The implication is clear: We’ve long desired technologies that intuitively respond to our interactions. As we look at our screens today, it’s easy to wonder, how soon before they look back at us?
We’re already making eye contact with our devices, to some degree. Our iPhones with Face ID process our gaze to unlock them. Newer cars may recognize your face and greet you as you sit behind the wheel. Meanwhile, AI assistants speak to us inside our homes. Our user interfaces seem to be becoming double-sided as they grow more responsive. In the case of AI agents, AIs can even act as autonomous participants in the world on behalf of their users. Soon, UX, or user experience, design could become a two-way street — XU design might join our list of tech acronyms — enabling computers to also experience their users.
AIs already act as though they experience us. Chatbots are engaging us in involved, ongoing conversations as new AI advances emerge.

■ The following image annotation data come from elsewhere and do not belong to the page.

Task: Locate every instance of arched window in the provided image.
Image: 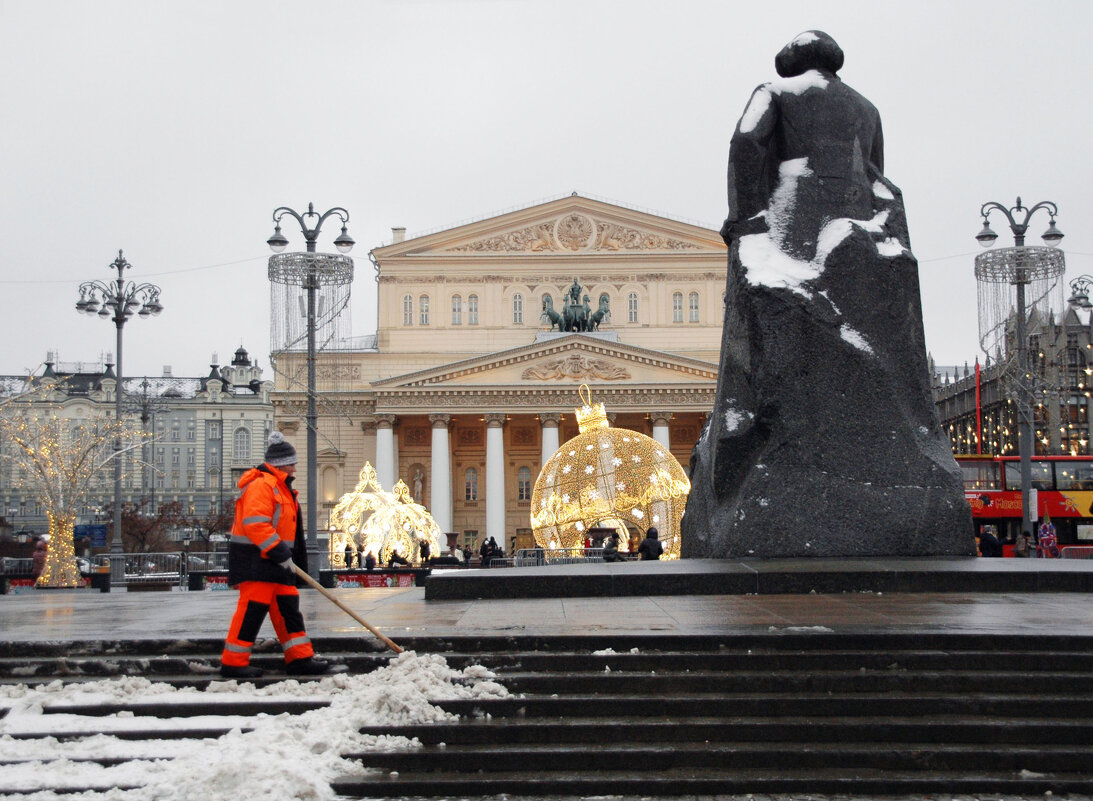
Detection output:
[463,468,478,500]
[232,428,250,461]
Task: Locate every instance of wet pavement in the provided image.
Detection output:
[0,587,1093,641]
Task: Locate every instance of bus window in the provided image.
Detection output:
[1006,459,1054,490]
[957,460,1002,490]
[1055,459,1093,490]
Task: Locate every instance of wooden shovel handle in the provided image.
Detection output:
[292,564,402,653]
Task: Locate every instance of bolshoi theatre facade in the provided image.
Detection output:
[271,193,726,551]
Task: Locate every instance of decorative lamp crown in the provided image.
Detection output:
[574,384,611,434]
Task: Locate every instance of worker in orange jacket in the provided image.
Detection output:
[220,431,346,679]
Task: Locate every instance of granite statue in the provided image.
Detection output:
[682,31,975,558]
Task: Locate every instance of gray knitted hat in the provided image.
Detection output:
[266,431,296,468]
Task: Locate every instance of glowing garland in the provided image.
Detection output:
[531,385,691,558]
[330,462,440,566]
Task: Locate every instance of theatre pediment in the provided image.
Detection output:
[373,334,717,390]
[376,195,725,258]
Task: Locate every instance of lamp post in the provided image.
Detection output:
[266,203,356,572]
[975,197,1066,537]
[75,250,163,569]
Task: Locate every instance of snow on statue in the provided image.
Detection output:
[683,31,975,557]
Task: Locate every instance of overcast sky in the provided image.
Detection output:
[0,0,1093,377]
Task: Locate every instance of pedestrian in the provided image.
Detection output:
[603,534,619,562]
[220,431,346,679]
[637,526,665,562]
[31,535,49,581]
[979,528,1002,556]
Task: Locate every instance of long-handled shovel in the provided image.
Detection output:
[292,565,402,653]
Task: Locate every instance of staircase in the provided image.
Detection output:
[334,633,1093,798]
[0,629,1093,798]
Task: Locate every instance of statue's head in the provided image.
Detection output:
[774,31,843,78]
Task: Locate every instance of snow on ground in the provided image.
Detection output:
[0,651,508,801]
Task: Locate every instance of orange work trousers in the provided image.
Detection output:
[220,581,315,668]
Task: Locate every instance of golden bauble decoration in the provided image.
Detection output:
[531,385,691,559]
[330,462,440,566]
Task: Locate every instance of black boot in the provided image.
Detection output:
[220,664,262,679]
[284,657,349,675]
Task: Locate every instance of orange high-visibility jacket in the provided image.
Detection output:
[227,464,306,585]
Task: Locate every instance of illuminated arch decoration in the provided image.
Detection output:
[531,385,691,559]
[330,462,440,567]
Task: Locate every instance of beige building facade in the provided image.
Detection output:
[272,195,726,551]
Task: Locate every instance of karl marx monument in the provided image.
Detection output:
[682,31,975,558]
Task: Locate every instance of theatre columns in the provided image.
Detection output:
[539,412,562,467]
[376,414,399,492]
[485,413,505,547]
[649,412,672,451]
[428,414,451,533]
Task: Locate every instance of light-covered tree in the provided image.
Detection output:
[0,399,132,587]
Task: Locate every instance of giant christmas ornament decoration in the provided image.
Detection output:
[531,385,691,559]
[330,462,440,565]
[683,31,975,557]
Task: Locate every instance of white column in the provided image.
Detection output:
[539,412,562,467]
[376,414,398,492]
[428,414,451,532]
[649,412,672,452]
[485,414,506,550]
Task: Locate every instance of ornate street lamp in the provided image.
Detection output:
[1067,275,1093,309]
[975,198,1062,537]
[75,250,163,578]
[266,203,356,575]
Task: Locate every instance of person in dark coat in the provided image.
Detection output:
[979,529,1002,556]
[637,527,665,562]
[603,534,619,562]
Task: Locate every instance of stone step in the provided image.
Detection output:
[332,768,1090,798]
[434,690,1093,719]
[42,697,330,718]
[361,716,1093,746]
[343,740,1093,775]
[498,665,1089,697]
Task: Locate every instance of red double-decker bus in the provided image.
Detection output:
[956,455,1093,545]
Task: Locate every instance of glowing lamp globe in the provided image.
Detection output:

OpenAI described its Operator service as an agent that, like a human computer user, could “look at a webpage and interact with it by typing, clicking, and scrolling.” Instead of accessing online content through computer-native data transfer protocols, OpenAI’s agent is now a feature absorbed into ChatGPT that can “use the same interfaces and tools that humans interact with on a daily basis,” introducing a capability the company suggested “broadens the utility of AI.”
Reverse Skeuomorphic Perception
Human-only interfaces are already increasingly being used by both people and computers. But today’s interfaces are generally designed to assume a user in analog physical space is operating them. Skeuomorphic design reinforces this by representing a computer’s internal functions via physical metaphors. We access files via folders located on a desktop. Skeuomorphic graphics often proliferate during moments of technological change; embedding references to the past within the interfaces of new products can help with “easing the transition from the old to the new,” in the words of UX pioneer Don Norman. But skeuomorphism can also conceal a technology’s true nature: As the writer Clive Thompson advocated in a 2012 Wired article critiquing the early iPhone’s imitation paper and leather-stitched graphics, lingering on outdated metaphors could mean that “we’ll fail to produce digital tools that harness what computers do best.”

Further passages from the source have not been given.